South Korean President Yoon Suk-yeol visits U of T for AI roundtable
The University of Toronto welcomed South Korean President Yoon Suk-yeol to campus last week to discuss artificial intelligence (AI) – its rise, potential applications and opportunities for further collaboration between U of T and South Korean partners.
President Yoon hailed Toronto as an AI powerhouse, saying that Canada’s status as a world leader in AI and a centre of the global AI supply chain was the result of the country recognizing the potential economic and social impacts of the technology early on.
He also said the tenacity and persistence of researchers such as University Professor Emeritus Geoffrey Hinton, a pioneer of the AI field of deep learning, served as a “benchmark” for South Korean efforts to advance the technologies of the future, adding that he was delighted to visit U of T, which he described as “one of the most prestigious universities in North America.”
U of T President Meric Gertler, for his part,said he was “deeply honoured” to welcome President Yoon, who, he said, “has made it a priority to work closely with South Korea’s allies and partners, advancing openness, human rights, democracy and the rule of law, with clear purpose and integrity.
President Yoon’s visit to U of T took place during the first day of his two-day visit to Canada, which included a meeting with Prime Minister Justin Trudeau in Ottawa the following day.
It also came less than two weeks after the government of Ontario concluded a trade mission to South Korea and Japan, led by Vic Fedeli, the province’s minister of economic development job creation and trade.
Fedeli, who attended the U of T event, said Toronto’s reputation as a global hub in AI was regularly impressed upon him during his time in South Korea.
“At every single stop that we made, we heard people talk about Canada, AI, U of T, the Vector Institute – they see Canada as a real leader in AI and they’re very eager to learn,” Fedeli said.

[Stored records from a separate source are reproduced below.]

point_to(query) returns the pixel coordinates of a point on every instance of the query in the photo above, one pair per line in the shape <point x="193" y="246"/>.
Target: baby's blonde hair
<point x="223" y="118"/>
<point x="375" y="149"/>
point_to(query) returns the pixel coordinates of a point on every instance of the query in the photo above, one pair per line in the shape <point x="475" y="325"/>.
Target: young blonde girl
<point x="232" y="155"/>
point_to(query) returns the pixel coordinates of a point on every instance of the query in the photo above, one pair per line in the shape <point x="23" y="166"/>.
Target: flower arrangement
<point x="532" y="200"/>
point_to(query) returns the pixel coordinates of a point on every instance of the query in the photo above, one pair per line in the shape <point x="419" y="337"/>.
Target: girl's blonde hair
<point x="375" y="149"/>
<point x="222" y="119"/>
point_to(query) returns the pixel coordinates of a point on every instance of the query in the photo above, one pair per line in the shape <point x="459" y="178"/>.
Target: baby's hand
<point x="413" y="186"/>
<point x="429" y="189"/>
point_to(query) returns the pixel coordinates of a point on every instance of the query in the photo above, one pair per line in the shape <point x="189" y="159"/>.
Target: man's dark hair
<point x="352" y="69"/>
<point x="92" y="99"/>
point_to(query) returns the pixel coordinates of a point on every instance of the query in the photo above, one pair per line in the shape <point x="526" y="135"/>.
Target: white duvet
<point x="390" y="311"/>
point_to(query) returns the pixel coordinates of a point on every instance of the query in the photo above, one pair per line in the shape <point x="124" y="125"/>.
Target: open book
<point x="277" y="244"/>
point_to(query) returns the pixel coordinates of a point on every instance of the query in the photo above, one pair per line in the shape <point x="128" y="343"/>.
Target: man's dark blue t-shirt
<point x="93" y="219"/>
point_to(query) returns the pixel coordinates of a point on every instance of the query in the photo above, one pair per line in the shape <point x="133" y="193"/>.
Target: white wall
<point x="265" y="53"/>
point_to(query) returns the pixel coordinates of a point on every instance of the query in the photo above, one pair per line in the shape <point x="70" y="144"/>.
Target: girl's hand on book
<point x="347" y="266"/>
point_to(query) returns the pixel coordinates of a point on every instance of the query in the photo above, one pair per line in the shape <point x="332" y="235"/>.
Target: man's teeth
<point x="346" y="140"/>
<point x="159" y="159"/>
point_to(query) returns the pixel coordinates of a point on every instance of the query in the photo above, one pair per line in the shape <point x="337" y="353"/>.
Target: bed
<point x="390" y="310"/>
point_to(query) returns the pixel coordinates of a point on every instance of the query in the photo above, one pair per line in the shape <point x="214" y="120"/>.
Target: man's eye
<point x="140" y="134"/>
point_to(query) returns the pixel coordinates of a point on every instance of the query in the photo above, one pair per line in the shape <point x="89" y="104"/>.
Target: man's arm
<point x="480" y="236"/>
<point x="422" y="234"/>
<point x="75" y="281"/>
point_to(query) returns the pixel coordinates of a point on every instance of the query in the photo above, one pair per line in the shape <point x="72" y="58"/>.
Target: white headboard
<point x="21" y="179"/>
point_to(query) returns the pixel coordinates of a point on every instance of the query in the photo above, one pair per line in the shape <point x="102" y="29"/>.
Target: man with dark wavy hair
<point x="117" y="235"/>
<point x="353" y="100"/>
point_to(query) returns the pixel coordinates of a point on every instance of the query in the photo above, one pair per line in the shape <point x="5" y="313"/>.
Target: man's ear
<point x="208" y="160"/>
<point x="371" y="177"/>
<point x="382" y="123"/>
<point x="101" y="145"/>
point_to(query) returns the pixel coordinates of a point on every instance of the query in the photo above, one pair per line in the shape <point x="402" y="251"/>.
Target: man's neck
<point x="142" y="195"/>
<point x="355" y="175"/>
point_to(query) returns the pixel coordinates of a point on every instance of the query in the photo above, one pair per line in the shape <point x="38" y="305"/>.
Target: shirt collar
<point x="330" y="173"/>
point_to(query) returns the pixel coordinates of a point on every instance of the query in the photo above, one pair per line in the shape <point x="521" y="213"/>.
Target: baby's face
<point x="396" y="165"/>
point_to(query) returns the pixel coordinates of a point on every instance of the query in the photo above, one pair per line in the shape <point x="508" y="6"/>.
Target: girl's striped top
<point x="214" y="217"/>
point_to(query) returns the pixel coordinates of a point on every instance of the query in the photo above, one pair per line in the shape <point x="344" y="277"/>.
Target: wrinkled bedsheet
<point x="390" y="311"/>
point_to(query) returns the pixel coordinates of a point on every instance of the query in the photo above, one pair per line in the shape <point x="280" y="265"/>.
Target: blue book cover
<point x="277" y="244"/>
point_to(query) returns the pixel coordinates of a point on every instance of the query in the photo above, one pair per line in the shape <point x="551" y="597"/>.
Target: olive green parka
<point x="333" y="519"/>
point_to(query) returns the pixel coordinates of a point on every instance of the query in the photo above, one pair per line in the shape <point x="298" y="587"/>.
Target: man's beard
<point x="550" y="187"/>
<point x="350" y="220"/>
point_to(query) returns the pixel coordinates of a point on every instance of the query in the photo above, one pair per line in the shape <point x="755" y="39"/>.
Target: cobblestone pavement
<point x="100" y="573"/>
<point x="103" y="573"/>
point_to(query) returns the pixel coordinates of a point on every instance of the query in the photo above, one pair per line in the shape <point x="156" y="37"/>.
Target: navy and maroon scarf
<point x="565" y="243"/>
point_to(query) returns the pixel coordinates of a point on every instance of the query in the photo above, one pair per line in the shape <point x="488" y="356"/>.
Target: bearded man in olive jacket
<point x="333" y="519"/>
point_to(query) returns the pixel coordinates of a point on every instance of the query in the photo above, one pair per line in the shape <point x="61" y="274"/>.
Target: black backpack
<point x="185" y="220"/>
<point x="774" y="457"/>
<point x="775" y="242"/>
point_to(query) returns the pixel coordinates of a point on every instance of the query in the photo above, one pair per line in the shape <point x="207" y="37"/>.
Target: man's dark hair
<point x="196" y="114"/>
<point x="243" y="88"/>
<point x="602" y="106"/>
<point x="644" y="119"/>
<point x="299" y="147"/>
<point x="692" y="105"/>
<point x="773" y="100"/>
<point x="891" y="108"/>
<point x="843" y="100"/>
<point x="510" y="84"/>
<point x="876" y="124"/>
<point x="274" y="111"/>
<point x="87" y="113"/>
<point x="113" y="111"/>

He noted there was a strong desire in South Korea to see more Korean students come to Canada to further their education in STEM fields, including in AI. “They want a bigger influx of Korean students – and we told them, ‘The door’s open,’ because we really believe this is going to help society. We’ve seen some examples of what AI has done and we’re very eager to continue to see the development of AI.”